A comparative evaluation of two different approaches to estimating age at adiposity rebound
- PMID: 16231016
- DOI: 10.1038/sj.ijo.0803143
A comparative evaluation of two different approaches to estimating age at adiposity rebound
Abstract
Objective: To compare different approaches (visual estimation of individual BMI curves with polynomial models) to estimate age at adiposity rebound (AR), as different approaches might lead to different results. AR has been suggested as a critical period between intra-uterine life and early adulthood, and recent data showed that early age at AR is associated with higher body mass later in life.
Methods: Longitudinal anthropometric data from the DOrtmund Nutritional and Anthropometric Longitudinally Designed (DONALD) Study were used to obtain individual BMI growth curves. We then compared the visual estimation approach to polynomial models in three different scenarios reflected by different data sets: an idealistic, an realistic, and a realistic scenario with imputed values.
Results: In all three scenarios, the visual estimation yielded significantly higher estimates than the polynomial models of 2nd or 3rd order.
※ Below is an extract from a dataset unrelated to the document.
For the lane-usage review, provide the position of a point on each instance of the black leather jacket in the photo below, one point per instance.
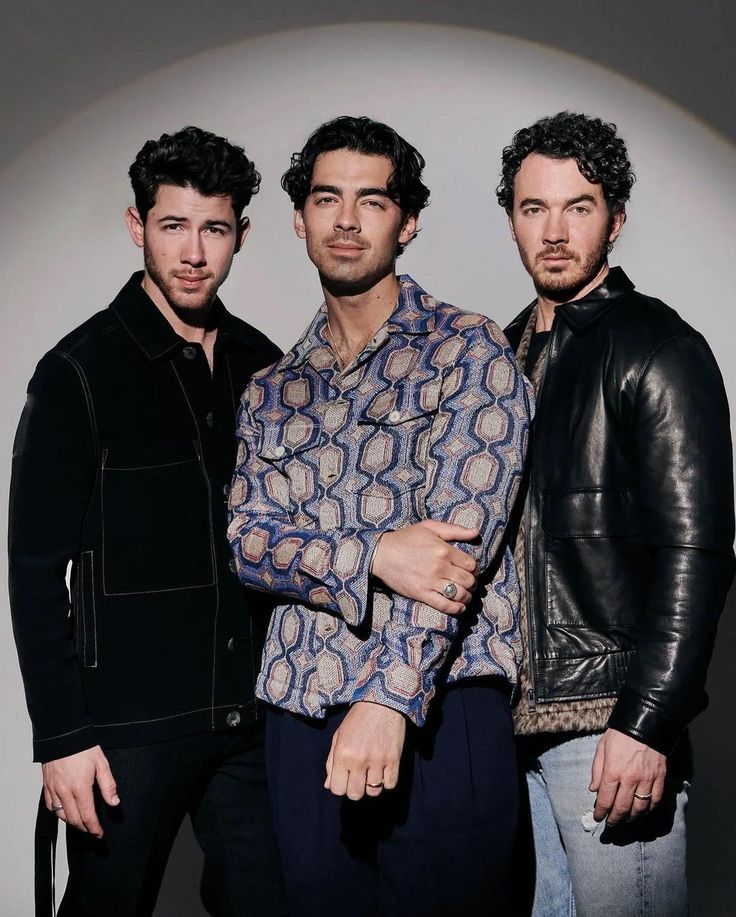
(121, 465)
(630, 521)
Cross-tabulations of groups of age at AR (early, medium, and late) showed that truly concordant classification was low, ranging only from 51 to 63%. A closer examination of the data indicated that the differences in estimates were mainly due to differences in the underlying definitions: the polynomial models select the nadir in the growth curve as the age at AR, whereas the visual estimation deviates from this concept in those cases where there is plateau in the growth curve. In the latter instance, the turning point of the growth curve before its increase is selected as the age at rebound.
Conclusions: Estimating AR with the visual approach appears to best reflect the physiological basis of the AR, and is also preferable, because it resulted in the lowest number of children with missing estimates for age at AR. Only when the underlying criteria for the estimation of AR with the visual approach were modified, could concordant results between the two approaches be obtained. Considering the underlying physiological basis, it became clear that approaches which determine AR by simply identifying the nadir in the BMI curve do not reflect AR appropriately. This refers to those cases in which the nadir in the growth curve and the turning point at the onset of the adiposity increase are not identical.